We have been involved in many of these style OFCCP audits and the approach is the same. The audit is triggered by an anomaly in a business' EO Survey which shows a statistical disparity in either hires or terminations. For example, the percentage of minority applicants differs by more than 80% from the percentage of minorities hired (the four-fifths rule). The investigation into the disparity in the hiring process follows the road map set out in the OFCCP's Compliance Manual as follows:

  • Summarizing the hiring process by obtaining an employer's summary
  • Establishing the minimum objective criteria for the position.
  • Evaluating the Pass/Fail Points for disparate impact (i.e., when does an applicant move to the next step of the process).
  • Evaluating both the objective and subjective criteria for uniform application to all applicants and for business relatedness.
  • Evaluating specific safeguards as to the application of selection criteria including how well each is documented for each applicant.
  • Measuring statistical disparity by Impact Ratio Analysis (IRA) of each step and criteria.

There are many problems with the OFCCP's investigatory process, a few of which are described as follows:

1.    The OFCCP loathes subjective hiring criteria. I had a client who required that its customer service candidates be "personable and friendly". The OFCCP started out with the position that this was not a "job-related" criteria. When that didn't fly with its own legal department, the OFCCP interviewed every hiring manager and asked them to define how it applied the "personable and friendly criteria". When the hiring manager responses weren't exactly the same, the OFCCP found adverse impact because the hiring procedures weren't uniformly applied to all applicants.

2.    The OFCCP's standard for adequate record keeping of each hiring decision is extremely high and it finds that inadequate records are a form of systemic discrimination.

3.    Finding adverse impact based on the four-fifths rule is a joke in terms of its lack of statistical significance. The rule has its origin in the EEOC's Uniform Guidelines on Employee Selection Procedures. However, knowing that the OFCCP uses this flawed measure makes it all the more important to use this measuring stick when self-assessing your employment practices.

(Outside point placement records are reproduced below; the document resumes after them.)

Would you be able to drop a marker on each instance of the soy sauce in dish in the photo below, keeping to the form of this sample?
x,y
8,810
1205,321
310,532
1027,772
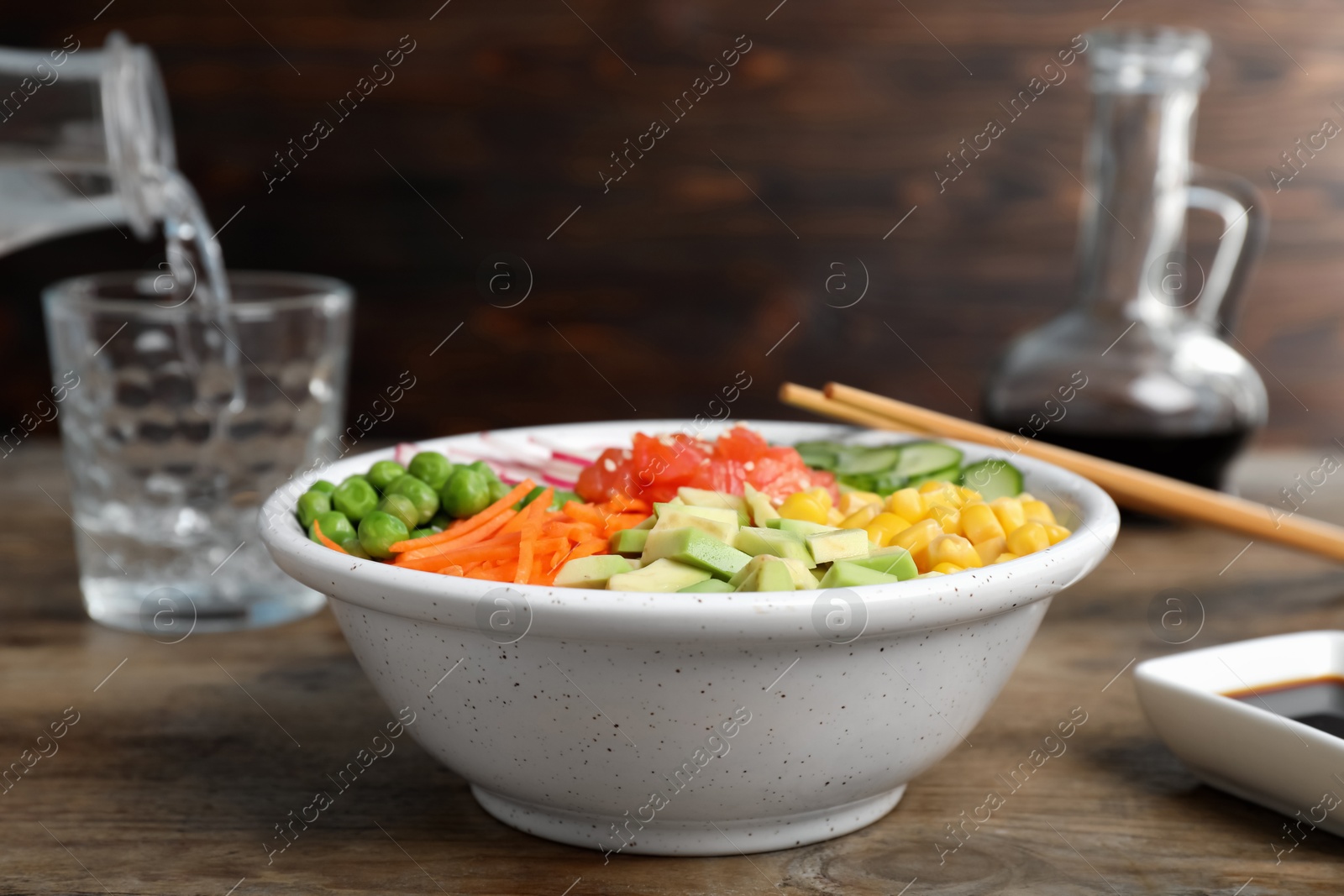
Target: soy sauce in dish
x,y
1314,701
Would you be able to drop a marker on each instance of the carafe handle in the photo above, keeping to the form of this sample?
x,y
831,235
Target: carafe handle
x,y
1238,203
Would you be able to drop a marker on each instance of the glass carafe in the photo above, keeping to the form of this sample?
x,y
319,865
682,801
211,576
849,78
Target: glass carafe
x,y
85,141
1137,369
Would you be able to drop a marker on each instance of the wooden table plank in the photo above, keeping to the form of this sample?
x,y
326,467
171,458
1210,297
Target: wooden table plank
x,y
185,759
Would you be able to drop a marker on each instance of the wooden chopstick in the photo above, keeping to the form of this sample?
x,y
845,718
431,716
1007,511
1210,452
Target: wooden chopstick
x,y
1128,486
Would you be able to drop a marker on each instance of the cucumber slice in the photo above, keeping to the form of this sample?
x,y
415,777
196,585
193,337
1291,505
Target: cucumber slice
x,y
994,479
874,459
858,481
945,474
921,458
819,459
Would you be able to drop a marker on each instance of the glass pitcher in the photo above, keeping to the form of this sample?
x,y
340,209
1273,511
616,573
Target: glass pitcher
x,y
85,141
1137,371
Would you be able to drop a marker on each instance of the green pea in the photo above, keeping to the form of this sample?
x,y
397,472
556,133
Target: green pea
x,y
401,506
322,485
378,531
432,468
423,497
355,497
465,493
385,473
354,548
312,504
333,524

Once the OFCCP makes a finding of a prima facie case of pattern and practice discrimination, it will presume that all members of the class are victims of discrimination and assess liability against the contractor.   The employer can only argue about who is eligible for an award and how much. This is where an employer must decide to dig in its heals and litigate or settle.

A settlement with the OFCCP for systemic discrimination in the hiring process will include back pay plus interest and job offers to the affected class, internal mandated and OFCCP approved training, follow up reporting to the OFCCP and publicity in the form of an OFCCP Press Release.